The inexplicable success of the Daily Mail

As I noted earlier, Andrew Neil gave the Keynote Address to the Society of Editors conference in Glasgow, in the course of which he argued that newspapers that don’t embrace online media are doomed.

During the Q&A at the end, a smart journalist named Donna Leigh asked a simple question. If he was right about the urgency of going online, how did he explain the continuing success of the Daily Mail which, to date, has rather avoided Cyberspace?

It was interesting to see that Brillo Pad was unable to deal with the question — and indeed reverted to type by suggesting that he and the questioner (an attractive woman) might discuss it further, er, later. (I’m sure that was entirely innocent, but it brought to mind the famous observation of one of his subordinates at the Sunday Times that “if you couldn’t f*** it or plug it in then he [Neil] wasn’t interested”.)

Anyway, Roy Greenslade has returned to the issue raised by Ms Leigh. Here’s part of what he has to say:

The undeniable truth is that the Mail, as the questioning Leigh correctly said, has been defying the overall downward trend that’s affected the rest of the market, and that does deserve some explanation. Neil pointed out its professionalism and its attention to editorial detail. I could have added that it has positioned itself perfectly in that bit of the market which has grown in the past 20 years, the working class who have aspired to be middle class (and largely achieved it). It also purveys the values of the middle class, a commonsensical conservatism allied to a pervasive sense that those values are under attack. Unlike the red-tops below it, it has maintained a sense of dignity. Unlike the serious papers, it has embraced populism without appearing to find it somehow distasteful. It has also – and Neil also noted this – benefited from the collapse of its middle-market competition in the shape of the Daily Express.

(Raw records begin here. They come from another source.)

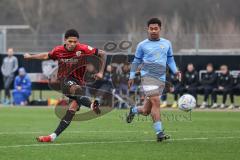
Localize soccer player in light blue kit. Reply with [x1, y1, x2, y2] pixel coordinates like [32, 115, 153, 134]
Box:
[127, 18, 181, 142]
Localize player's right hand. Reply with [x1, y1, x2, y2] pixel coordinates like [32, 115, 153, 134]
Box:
[175, 71, 182, 82]
[128, 79, 134, 89]
[23, 53, 31, 59]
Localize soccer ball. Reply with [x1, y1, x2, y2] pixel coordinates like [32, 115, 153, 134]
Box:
[178, 94, 196, 112]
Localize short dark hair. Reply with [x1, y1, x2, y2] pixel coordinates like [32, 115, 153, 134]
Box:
[64, 29, 79, 39]
[147, 18, 162, 27]
[207, 63, 213, 67]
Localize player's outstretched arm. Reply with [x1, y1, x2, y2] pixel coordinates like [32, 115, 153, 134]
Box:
[94, 49, 106, 79]
[128, 43, 143, 89]
[98, 49, 106, 74]
[167, 57, 181, 81]
[24, 52, 49, 60]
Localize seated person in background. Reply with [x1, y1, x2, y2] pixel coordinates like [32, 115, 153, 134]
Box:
[119, 63, 130, 96]
[160, 88, 168, 108]
[180, 63, 198, 98]
[97, 65, 114, 104]
[84, 63, 97, 96]
[12, 67, 31, 105]
[230, 72, 240, 109]
[161, 68, 182, 108]
[102, 65, 113, 89]
[84, 64, 113, 106]
[198, 63, 217, 109]
[111, 65, 121, 94]
[170, 73, 182, 108]
[131, 70, 144, 105]
[211, 65, 234, 109]
[160, 68, 170, 108]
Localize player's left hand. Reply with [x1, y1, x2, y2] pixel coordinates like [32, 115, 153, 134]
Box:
[94, 72, 103, 80]
[175, 71, 182, 82]
[98, 49, 105, 55]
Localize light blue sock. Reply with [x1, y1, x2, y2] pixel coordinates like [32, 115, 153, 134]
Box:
[131, 106, 138, 114]
[153, 121, 162, 134]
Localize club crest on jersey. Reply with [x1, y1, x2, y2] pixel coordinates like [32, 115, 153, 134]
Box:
[76, 51, 82, 56]
[160, 45, 165, 49]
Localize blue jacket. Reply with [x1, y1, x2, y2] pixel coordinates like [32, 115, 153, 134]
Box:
[14, 75, 32, 93]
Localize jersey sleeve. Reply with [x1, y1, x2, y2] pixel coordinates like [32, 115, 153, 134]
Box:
[48, 47, 58, 60]
[81, 44, 98, 55]
[135, 43, 144, 59]
[129, 43, 144, 79]
[166, 41, 177, 74]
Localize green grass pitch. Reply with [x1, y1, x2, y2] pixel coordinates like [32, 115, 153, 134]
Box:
[0, 106, 240, 160]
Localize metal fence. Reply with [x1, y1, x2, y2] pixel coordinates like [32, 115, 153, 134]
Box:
[1, 33, 240, 54]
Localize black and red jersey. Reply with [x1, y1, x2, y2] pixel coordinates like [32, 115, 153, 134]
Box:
[48, 43, 98, 84]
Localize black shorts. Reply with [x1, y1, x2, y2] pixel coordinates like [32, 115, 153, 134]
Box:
[60, 78, 87, 110]
[60, 77, 82, 99]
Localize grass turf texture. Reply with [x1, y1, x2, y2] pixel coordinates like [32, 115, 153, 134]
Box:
[0, 107, 240, 160]
[2, 90, 240, 106]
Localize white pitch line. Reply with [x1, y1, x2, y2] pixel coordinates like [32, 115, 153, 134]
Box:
[0, 136, 240, 149]
[0, 131, 139, 135]
[1, 130, 240, 135]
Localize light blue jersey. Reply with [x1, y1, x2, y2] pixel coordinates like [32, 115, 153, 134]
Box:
[130, 38, 177, 82]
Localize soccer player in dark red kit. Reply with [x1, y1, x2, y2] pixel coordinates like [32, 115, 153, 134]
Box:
[24, 29, 106, 142]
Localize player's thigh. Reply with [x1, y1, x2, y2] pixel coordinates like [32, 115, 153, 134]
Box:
[141, 76, 165, 98]
[61, 78, 81, 95]
[149, 95, 161, 108]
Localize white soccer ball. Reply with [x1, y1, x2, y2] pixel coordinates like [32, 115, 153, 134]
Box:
[178, 94, 196, 112]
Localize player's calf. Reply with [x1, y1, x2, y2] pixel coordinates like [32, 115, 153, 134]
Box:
[36, 109, 76, 143]
[76, 96, 101, 114]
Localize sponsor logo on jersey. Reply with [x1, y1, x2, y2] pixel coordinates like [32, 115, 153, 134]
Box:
[60, 58, 78, 63]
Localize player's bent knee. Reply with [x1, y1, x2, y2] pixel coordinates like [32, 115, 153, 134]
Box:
[142, 108, 151, 116]
[145, 110, 151, 115]
[142, 112, 149, 116]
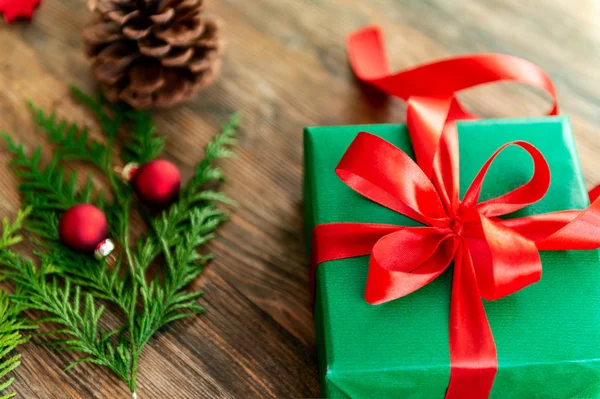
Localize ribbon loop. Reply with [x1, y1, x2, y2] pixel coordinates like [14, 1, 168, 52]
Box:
[336, 132, 448, 225]
[462, 141, 551, 217]
[406, 96, 462, 216]
[371, 227, 451, 272]
[366, 236, 458, 304]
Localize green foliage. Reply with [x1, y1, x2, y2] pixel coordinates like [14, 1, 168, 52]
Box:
[121, 110, 165, 165]
[26, 101, 111, 173]
[0, 211, 35, 399]
[0, 90, 239, 396]
[0, 290, 30, 399]
[0, 210, 28, 250]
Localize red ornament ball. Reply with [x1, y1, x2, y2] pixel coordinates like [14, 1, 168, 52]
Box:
[126, 160, 181, 207]
[58, 204, 113, 259]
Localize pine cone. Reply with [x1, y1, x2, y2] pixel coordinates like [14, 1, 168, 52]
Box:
[83, 0, 224, 109]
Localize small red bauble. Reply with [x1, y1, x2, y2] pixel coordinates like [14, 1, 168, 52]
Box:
[58, 204, 114, 259]
[122, 160, 181, 207]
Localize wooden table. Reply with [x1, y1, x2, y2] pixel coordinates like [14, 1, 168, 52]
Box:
[1, 0, 600, 397]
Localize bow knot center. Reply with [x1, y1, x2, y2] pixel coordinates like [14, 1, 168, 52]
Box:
[450, 219, 465, 237]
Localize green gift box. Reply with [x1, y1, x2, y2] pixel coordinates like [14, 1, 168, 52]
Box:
[303, 117, 600, 399]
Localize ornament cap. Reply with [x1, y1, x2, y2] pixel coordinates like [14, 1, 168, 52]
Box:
[120, 163, 140, 182]
[94, 238, 115, 260]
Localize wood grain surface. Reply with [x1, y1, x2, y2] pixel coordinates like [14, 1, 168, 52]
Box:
[1, 0, 600, 398]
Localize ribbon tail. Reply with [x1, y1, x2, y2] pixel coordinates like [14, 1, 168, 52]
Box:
[310, 223, 404, 297]
[346, 26, 400, 97]
[347, 26, 559, 115]
[501, 195, 600, 250]
[446, 244, 497, 399]
[406, 96, 453, 177]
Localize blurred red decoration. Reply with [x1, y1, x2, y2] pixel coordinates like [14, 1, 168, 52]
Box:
[0, 0, 41, 23]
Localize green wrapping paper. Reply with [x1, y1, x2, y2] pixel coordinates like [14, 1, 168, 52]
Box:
[304, 117, 600, 399]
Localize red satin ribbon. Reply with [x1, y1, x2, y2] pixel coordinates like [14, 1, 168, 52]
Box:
[310, 25, 600, 399]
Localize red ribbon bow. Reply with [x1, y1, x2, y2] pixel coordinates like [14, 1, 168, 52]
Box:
[310, 26, 600, 399]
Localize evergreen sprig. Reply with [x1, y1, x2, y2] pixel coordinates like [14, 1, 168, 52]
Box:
[0, 89, 239, 397]
[0, 290, 31, 399]
[0, 210, 35, 399]
[26, 101, 111, 174]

In other words, the Mail (and its successful Mail on Sunday stablemate) is living on the laurels of long-run demographic change and its clever identification with the people who have lived through it. That change may have reached its zenith or, just possibly, may yet have a little way to go. But the Mail’s success, having inured it to the circulation problems suffered by other papers, meant that it didn’t see the point of investing some much time and energy (and money) in digital platforms. Now, belatedly, it is doing so.

I may be wrong, but I don’t think the delay will necessarily have a negative effect on the Mail’s future. It will surely have learned from the lessons of those papers that have pioneered online journalism. But the really interesting factor is the conservatism of the current Daily Mail audience and the likelihood that fewer young people will be drawn to its values and its agenda.